Bacteria typically cause illness by producing harmful toxins that damage host tissues. They multiply rapidly through binary fission.

Animal bacterial infections spread through multiple routes:

• Waterborne transmission: Diseases like Cholera spread when drinking water becomes contaminated with infected faeces.
• Foodborne/Ingestion: Salmonella is contracted by eating undercooked or contaminated poultry and eggs.
• Airborne droplets: Tuberculosis (TB) spreads through the air when an infected person coughs, damaging the lung tissue of the new host.
• Direct contact: Gonorrhoea and Chlamydia are bacterial infections spread through unprotected sexual intercourse.

In plants, Agrobacterium tumefaciens causes crown gall disease. It spreads via contaminated soil, water splash, or contaminated tools. The bacteria enter through a wound and use a special Ti plasmid to transfer T-DNA into the plant's genome. This triggers rapid cell division, forming large tumours (galls) that restrict the flow of water and nutrients.

Bacterial Calculations: Population Growth and Area

You can calculate how quickly a bacterial infection like Salmonella spreads using the population growth formula:

$$N_t = N_0 \times 2^n$$

Where:

• $N_t$ = final population
• $N_0$ = initial population
• $n$ = number of generations (calculated by total time $\div$ mean division time)

Worked Example:

Calculate the final population of a single bacterium after 4 generations.

Step 1: Identify the known values.

• $N_0 = 1$ bacterium, $n = 4$

Step 2: Substitute the values into the equation.

• $N_t = 1 \times 2^4$

Step 3: Calculate the final answer.

• $N_t = 16$ bacteria

PAG 7 Calculation: In practical experiments involving antibiotics or antiseptics, you may need to calculate the area of a bacterial colony or the clear zone (zone of inhibition) around an antibiotic disc. Assuming the zone is roughly circular, you use the formula for the area of a circle:

$$\text{Area} = \pi r^2$$

Where $r$ is the radius of the colony or clear zone.

Fungal Transmission: Spores and Hyphae

Multicellular fungi are made of thread-like filaments called hyphae, which weave together to form a mycelium. While hyphae penetrate host tissues and secrete extracellular enzymes to digest them, the actual spread to new hosts relies on spores.
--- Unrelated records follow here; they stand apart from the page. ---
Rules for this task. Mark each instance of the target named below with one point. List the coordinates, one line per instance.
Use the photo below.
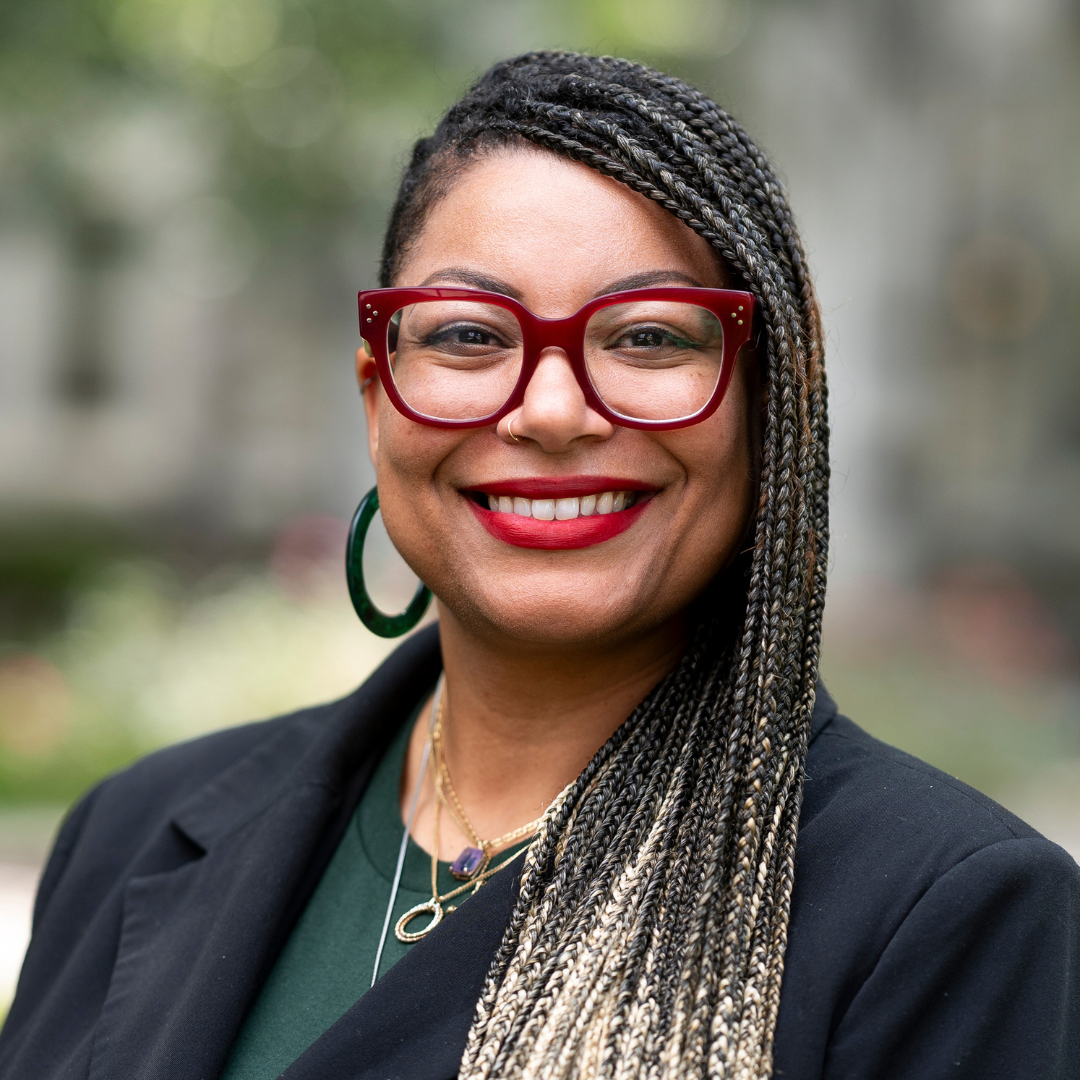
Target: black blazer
(932, 933)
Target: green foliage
(307, 107)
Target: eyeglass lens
(647, 360)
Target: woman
(596, 407)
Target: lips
(556, 513)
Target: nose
(554, 413)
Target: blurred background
(191, 192)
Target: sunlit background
(191, 192)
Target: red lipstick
(581, 531)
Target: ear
(367, 377)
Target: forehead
(551, 226)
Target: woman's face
(554, 234)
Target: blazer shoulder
(852, 777)
(170, 774)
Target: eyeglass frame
(734, 310)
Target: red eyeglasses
(648, 358)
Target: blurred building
(166, 358)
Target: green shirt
(326, 963)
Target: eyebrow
(473, 279)
(647, 280)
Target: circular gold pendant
(431, 907)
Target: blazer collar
(197, 939)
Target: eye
(651, 337)
(463, 336)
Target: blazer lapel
(413, 1024)
(197, 941)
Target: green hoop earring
(376, 621)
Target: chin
(557, 615)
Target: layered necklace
(473, 866)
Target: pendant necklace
(404, 844)
(474, 860)
(474, 871)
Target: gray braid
(649, 932)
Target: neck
(521, 721)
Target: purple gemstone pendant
(468, 864)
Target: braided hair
(649, 931)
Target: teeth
(563, 510)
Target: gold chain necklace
(473, 860)
(434, 906)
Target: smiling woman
(596, 408)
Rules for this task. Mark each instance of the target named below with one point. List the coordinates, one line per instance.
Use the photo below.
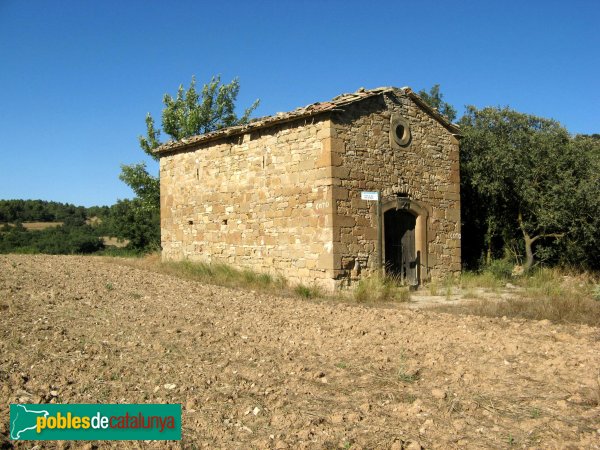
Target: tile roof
(307, 111)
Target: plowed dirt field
(254, 370)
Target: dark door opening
(401, 258)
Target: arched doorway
(401, 259)
(405, 240)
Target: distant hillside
(39, 226)
(44, 211)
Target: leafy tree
(524, 174)
(187, 114)
(130, 220)
(435, 99)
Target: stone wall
(285, 199)
(426, 170)
(261, 201)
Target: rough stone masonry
(282, 194)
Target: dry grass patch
(379, 288)
(545, 294)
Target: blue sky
(78, 77)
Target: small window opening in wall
(400, 131)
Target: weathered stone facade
(283, 194)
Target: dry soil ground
(259, 371)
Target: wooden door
(400, 250)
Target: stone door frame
(420, 212)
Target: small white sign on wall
(369, 196)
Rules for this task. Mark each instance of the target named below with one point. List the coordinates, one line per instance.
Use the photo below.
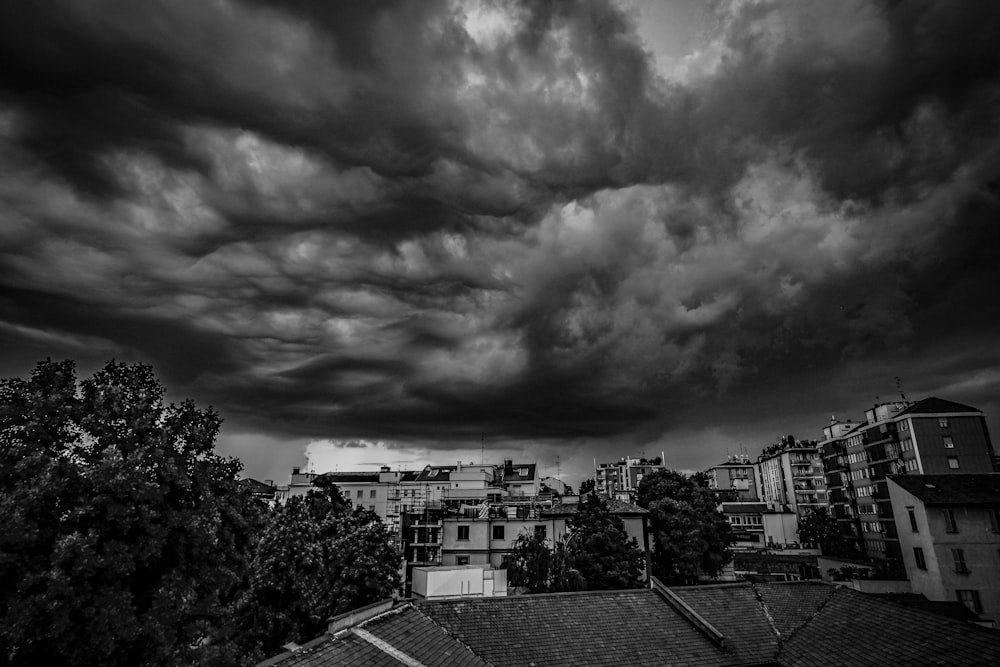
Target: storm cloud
(430, 222)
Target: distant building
(734, 480)
(791, 476)
(485, 535)
(458, 581)
(931, 436)
(949, 535)
(620, 480)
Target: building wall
(968, 436)
(975, 536)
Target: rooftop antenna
(899, 388)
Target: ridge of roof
(954, 489)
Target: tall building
(949, 534)
(734, 480)
(931, 436)
(791, 475)
(620, 480)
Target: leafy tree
(690, 535)
(317, 558)
(124, 538)
(597, 554)
(540, 568)
(600, 549)
(818, 527)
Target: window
(949, 521)
(970, 599)
(958, 555)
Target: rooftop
(971, 489)
(785, 624)
(934, 405)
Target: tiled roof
(852, 628)
(969, 489)
(934, 405)
(352, 477)
(401, 633)
(630, 627)
(735, 611)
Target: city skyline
(435, 231)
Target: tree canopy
(690, 535)
(317, 557)
(818, 527)
(124, 539)
(596, 554)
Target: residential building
(458, 581)
(779, 624)
(791, 476)
(734, 480)
(931, 436)
(620, 480)
(757, 526)
(949, 535)
(484, 535)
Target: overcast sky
(389, 232)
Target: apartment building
(620, 480)
(931, 436)
(791, 476)
(734, 480)
(949, 535)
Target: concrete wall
(940, 581)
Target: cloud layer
(419, 222)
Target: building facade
(949, 535)
(734, 480)
(931, 436)
(791, 476)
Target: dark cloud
(426, 222)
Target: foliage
(690, 535)
(597, 554)
(819, 527)
(601, 551)
(124, 538)
(317, 558)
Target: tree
(124, 538)
(690, 535)
(540, 568)
(597, 554)
(317, 558)
(818, 527)
(600, 549)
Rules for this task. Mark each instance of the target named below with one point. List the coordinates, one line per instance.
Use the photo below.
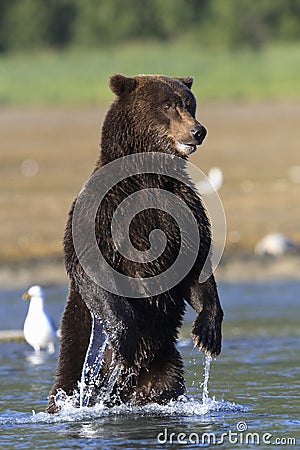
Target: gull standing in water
(39, 329)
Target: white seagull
(275, 244)
(214, 182)
(39, 329)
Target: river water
(251, 400)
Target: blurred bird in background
(39, 329)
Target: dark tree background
(29, 24)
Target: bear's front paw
(206, 333)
Fungal pathogens use highly adapted asexual spores to travel long distances:

• Airborne wind: Ash dieback and Barley powdery mildew release microscopic spores that are carried by the wind. Spores on fallen leaves can blow back up into the canopy, travelling up to 20–30 km per year naturally.
• Waterborne/Splash dynamics: Raindrops hitting fungal lesions on leaves cause infected water to splash onto healthy nearby plants, spreading diseases like Rose black spot.
• Direct Contact & Fomites: In animals, Athlete's foot spreads via skin-to-skin contact or through a fomite (an inanimate object like a contaminated damp changing room floor or towel).
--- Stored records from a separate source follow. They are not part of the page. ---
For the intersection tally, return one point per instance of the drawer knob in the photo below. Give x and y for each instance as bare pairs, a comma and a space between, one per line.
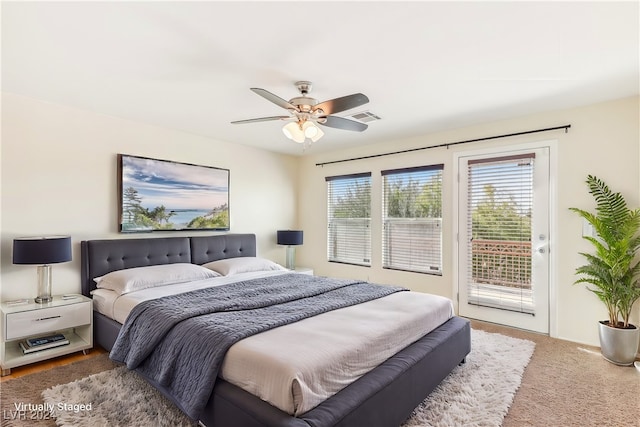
47, 318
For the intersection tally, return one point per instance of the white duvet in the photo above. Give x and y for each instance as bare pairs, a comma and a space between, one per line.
297, 366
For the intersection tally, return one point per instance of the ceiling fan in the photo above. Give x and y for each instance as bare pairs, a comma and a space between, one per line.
305, 112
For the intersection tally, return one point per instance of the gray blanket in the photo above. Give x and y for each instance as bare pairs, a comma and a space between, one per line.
178, 342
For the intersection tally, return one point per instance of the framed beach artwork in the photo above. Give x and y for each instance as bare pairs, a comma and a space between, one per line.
161, 195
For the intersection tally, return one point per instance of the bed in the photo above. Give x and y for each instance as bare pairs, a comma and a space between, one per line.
384, 396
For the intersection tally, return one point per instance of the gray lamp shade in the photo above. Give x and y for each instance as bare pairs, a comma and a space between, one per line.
41, 250
290, 237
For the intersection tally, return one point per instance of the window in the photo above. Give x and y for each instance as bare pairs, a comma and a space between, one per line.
349, 219
412, 219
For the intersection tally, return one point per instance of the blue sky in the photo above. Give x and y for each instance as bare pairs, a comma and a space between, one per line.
175, 185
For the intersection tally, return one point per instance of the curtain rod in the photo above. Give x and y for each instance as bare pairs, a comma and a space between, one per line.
447, 144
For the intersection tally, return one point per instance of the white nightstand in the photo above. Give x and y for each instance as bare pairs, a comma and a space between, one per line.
71, 316
304, 270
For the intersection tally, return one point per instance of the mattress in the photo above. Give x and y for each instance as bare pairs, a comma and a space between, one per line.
297, 366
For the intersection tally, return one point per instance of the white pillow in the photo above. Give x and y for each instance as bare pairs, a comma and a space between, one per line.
230, 266
135, 279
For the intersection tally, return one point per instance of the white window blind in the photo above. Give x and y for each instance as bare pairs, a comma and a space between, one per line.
349, 219
412, 219
500, 200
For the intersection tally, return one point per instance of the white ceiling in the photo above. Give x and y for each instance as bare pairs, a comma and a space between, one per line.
425, 66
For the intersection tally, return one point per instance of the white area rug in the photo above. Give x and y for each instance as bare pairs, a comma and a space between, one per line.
478, 393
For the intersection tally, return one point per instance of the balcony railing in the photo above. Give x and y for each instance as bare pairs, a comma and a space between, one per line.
501, 263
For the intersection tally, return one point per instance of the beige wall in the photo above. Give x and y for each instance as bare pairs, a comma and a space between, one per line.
603, 140
59, 177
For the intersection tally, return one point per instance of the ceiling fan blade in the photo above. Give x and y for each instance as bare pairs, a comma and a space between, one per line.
342, 123
337, 105
273, 98
261, 119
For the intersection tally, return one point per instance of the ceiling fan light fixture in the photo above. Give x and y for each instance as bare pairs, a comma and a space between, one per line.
293, 131
311, 131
Protist Transmission: Relying on Vectors

Protists are eukaryotic, mostly single-celled parasites. Their transmission heavily relies on intermediate carrier organisms.

Malaria is caused by the Plasmodium protist. The vector is the female Anopheles mosquito. When an infected mosquito bites a human, it injects the protist via its saliva into the bloodstream. The pathogen multiplies asexually in the human liver, then enters red blood cells, causing them to burst and triggering recurrent fever.
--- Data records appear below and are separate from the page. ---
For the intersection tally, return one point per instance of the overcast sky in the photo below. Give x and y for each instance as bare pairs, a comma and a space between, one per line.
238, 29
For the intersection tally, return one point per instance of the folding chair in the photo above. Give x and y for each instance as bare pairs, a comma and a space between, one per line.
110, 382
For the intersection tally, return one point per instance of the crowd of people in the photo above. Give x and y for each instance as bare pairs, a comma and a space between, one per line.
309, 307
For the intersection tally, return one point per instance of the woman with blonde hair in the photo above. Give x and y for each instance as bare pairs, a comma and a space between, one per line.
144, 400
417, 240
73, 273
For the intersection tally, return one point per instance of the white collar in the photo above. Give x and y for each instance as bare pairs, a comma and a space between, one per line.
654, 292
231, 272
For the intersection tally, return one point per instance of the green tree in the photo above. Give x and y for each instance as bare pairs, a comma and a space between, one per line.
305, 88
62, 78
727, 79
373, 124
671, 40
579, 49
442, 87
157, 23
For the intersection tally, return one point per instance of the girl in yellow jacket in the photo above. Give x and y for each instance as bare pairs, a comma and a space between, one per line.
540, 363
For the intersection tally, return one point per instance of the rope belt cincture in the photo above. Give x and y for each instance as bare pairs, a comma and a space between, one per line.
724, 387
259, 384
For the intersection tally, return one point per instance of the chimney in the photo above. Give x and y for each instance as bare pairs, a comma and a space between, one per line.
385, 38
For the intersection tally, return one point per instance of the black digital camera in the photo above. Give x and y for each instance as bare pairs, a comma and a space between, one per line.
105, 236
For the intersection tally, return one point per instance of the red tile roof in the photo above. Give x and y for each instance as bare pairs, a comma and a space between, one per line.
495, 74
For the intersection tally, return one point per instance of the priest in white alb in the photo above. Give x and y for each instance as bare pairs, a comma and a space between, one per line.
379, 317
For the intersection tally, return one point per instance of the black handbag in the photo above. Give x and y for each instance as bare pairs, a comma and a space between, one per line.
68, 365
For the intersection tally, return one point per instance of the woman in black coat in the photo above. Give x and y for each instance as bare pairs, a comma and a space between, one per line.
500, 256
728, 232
In plants, Potato Blight is caused by the protist-like Phytophthora infestans. It thrives in damp conditions, spreading via wind and waterborne spores.

Comparing Airborne vs Waterborne Transmission

Understanding the physical mechanisms of spread allows scientists to develop specific prevention strategies.

Feature	Airborne Transmission	Waterborne Transmission
Mechanism	Pathogens travel suspended in air (heavy droplets settle quickly, tiny aerosols travel further, wind carries spores).	Pathogens travel suspended in water (ingestion of contaminated water or rain splash on leaves).
Plant Defences	None specifically against wind, but thick cell walls resist entry.	The hydrophobic waxy cuticle causes contaminated water to roll off the leaf, preventing entry.
Prevention Strategy	Improved ventilation, wearing masks, and social distancing (animals); removing infected fallen leaves (plants).	Boiling water, chlorination, and improved sewage systems (animals); watering the soil rather than the foliage (plants).